# The Machine Learning Landscape

## 1.1 ML is a subset of AI

Machine Learning, and Artificial Intelligence more broadly, are common buzz words thrown around to make methods of data analysis these days appear sophisticated and innovative. But what do these terms actual mean? What do they implicate?

- **Artificial Intelligence** (AI) is a broad field of computer sicence that aims to create software that can perform tasks that would typically require human intelligence.
- **Machine Learning** (ML) is a subset that involves the development of models that can make predictions/decisions without explicit programming.
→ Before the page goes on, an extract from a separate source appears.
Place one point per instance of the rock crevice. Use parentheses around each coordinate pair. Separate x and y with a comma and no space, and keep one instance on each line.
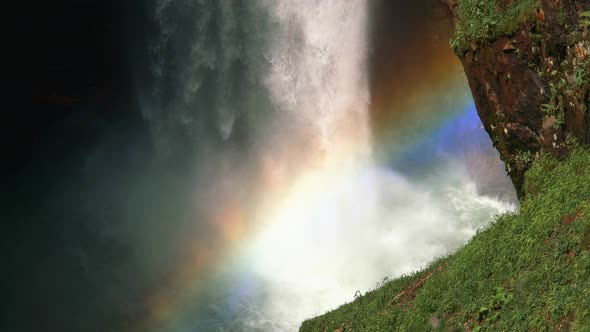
(530,84)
## 1.2 ML algorithms have 3 major classifications

### 1.2.1 by training

- Supervised learning (with labels)
    + Classification, e.g. identifying a species of plant, determining the malignancy of a tumour
    + Regression, e.g. forecasting reactivities
- Unsupervised learning (without labels)
    + Clustering, e.g.  grouping families of similar DNA sequences (without any predefined categories)
    + Anomaly detection, e.g. identifying unusual patterns or outliers in data
    + Dimension reduction
    + Association rule learning
+ Semi-supervised learning (with some labels)
    + e.g. Google photos person ID
+ Reinforcement learning (penalty/reward)
    + e.g. AlphaGo

### 1.2.2 by adaptability to data

- Batch learning
    + System is trained then launched. If the system needs to obtain new data, the whole system needs to be trained again.
    + Takes a lot of time, memory, and computational power
- Online learning
    + System automatically updates with continuous flow of data
    + Potential performance delcine due to updating poor, non-representative data

### 1.2.3 by generalisation method

- Instance-based learning
    + Memorise values then make predictions based on a similarity measure
    + e.g. K-nearest neighbours
- Model-based learning
    + Create a model based on values which is used independently to make predictions
    + e.g. Least-squares regression

## 1.3 There are 2 main challenges for successful ML

### 1.3.1 Bad data

- Insufficient training data
    + May need thousands or millions of data points
- Non-representative training data
    + Too small sample size, sampling noise
    + Flawed sampling method, sampling bias
- Poor-quality data
    + Outliers
    + Missing features
- Irrelevant features
    + May require feature engineering such as feature selection and extraction

### 1.3.2 Bad algorithm

- Overfitting
    + Model is too complex relative to amount of data and noisiness of training set
    + Solutions:
        + Simplify/constain/regularise
        + Gather more training data
        + Reduce data noise (e.g. fix errors, remove outliers)
- Underfitting
    + Model too simple to understand the underlying structure of data
    + Solutions:
        + Select more powerful model
        + Feed better features
        + Reduce constraints

## 1.4 ML requires testing and validation of models

To assess the generalisation error of a model, typically a dataset will be split into 2 sets: **the training set and the test set**.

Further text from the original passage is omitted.